We can't do a "Drop in replacement" for any of the Claude 3 models right now because our prompts, which are hard-coded in the monolith, use a format that works for the Anthropic completions endpoint. The Messages endpoint was supported for Claude 2 models but we never adopted it. For Claude 3, we must us the Messages endpoint.
So, the work we need to do for Claude 3 in the monolith right now is really to build support for the Messages API. Once we have that support, we can start testing Claude 3 models for Chat and it sounds like Sonnet is the best one to start with.
Thanks @jessieay, yes I am aware that extra work is needed :-/ for taking care of it.
I wasn't clear enough what i meant with Drop-In, that I meant only about the models prompt/results/etc. As i saw in the other doc regarding evaluating all different Claude 3 types as a base model, i think we can skip that and use sonnet simply as the first step and then most probably need adaptions per tool.

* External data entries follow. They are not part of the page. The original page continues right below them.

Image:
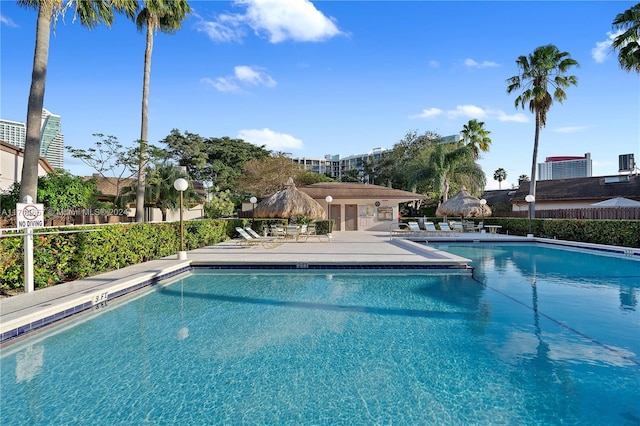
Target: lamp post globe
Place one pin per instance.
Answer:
(483, 203)
(530, 199)
(181, 184)
(329, 199)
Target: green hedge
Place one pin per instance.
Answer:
(65, 257)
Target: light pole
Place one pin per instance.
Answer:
(530, 199)
(253, 201)
(483, 203)
(181, 185)
(329, 199)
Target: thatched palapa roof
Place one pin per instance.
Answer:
(463, 204)
(289, 202)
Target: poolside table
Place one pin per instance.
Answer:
(493, 228)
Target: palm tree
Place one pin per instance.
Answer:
(444, 166)
(160, 192)
(89, 13)
(500, 175)
(627, 43)
(542, 70)
(166, 16)
(477, 137)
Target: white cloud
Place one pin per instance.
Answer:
(7, 21)
(279, 20)
(223, 30)
(518, 117)
(253, 76)
(243, 75)
(470, 111)
(473, 112)
(274, 141)
(602, 48)
(222, 84)
(282, 20)
(427, 113)
(569, 129)
(484, 64)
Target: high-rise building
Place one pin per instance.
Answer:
(565, 167)
(51, 137)
(335, 166)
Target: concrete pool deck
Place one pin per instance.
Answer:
(21, 314)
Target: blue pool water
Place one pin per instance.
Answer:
(535, 335)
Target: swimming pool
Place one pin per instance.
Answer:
(536, 335)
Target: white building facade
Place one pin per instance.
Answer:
(51, 137)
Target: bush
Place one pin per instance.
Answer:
(625, 233)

As i saw in the other doc regarding evaluating all different Claude 3 types as a base model, i think we can skip that and use sonnet simply as the first step and then most probably need adaptions per tool.
This sounds like a great approach to me, I am all for it
One thing I realized as I've dug into this: we don't currently use Claude 2 for everything. Here is the model breakdown for Chat:
Claude 2.1 is the default. We Use it for: Zero shot prompt, Documentation tool, CI Editor assistant, Slash commands
We also use Claude-instant-1.2 for: Epic tool, Issue tool
For this Claude 3 effort, do we want to convert everything to use Claude 3, or just the elements that currently use Claude 2.1? I assume we use Claude Instance for Issues/Epics because that is the best model for those.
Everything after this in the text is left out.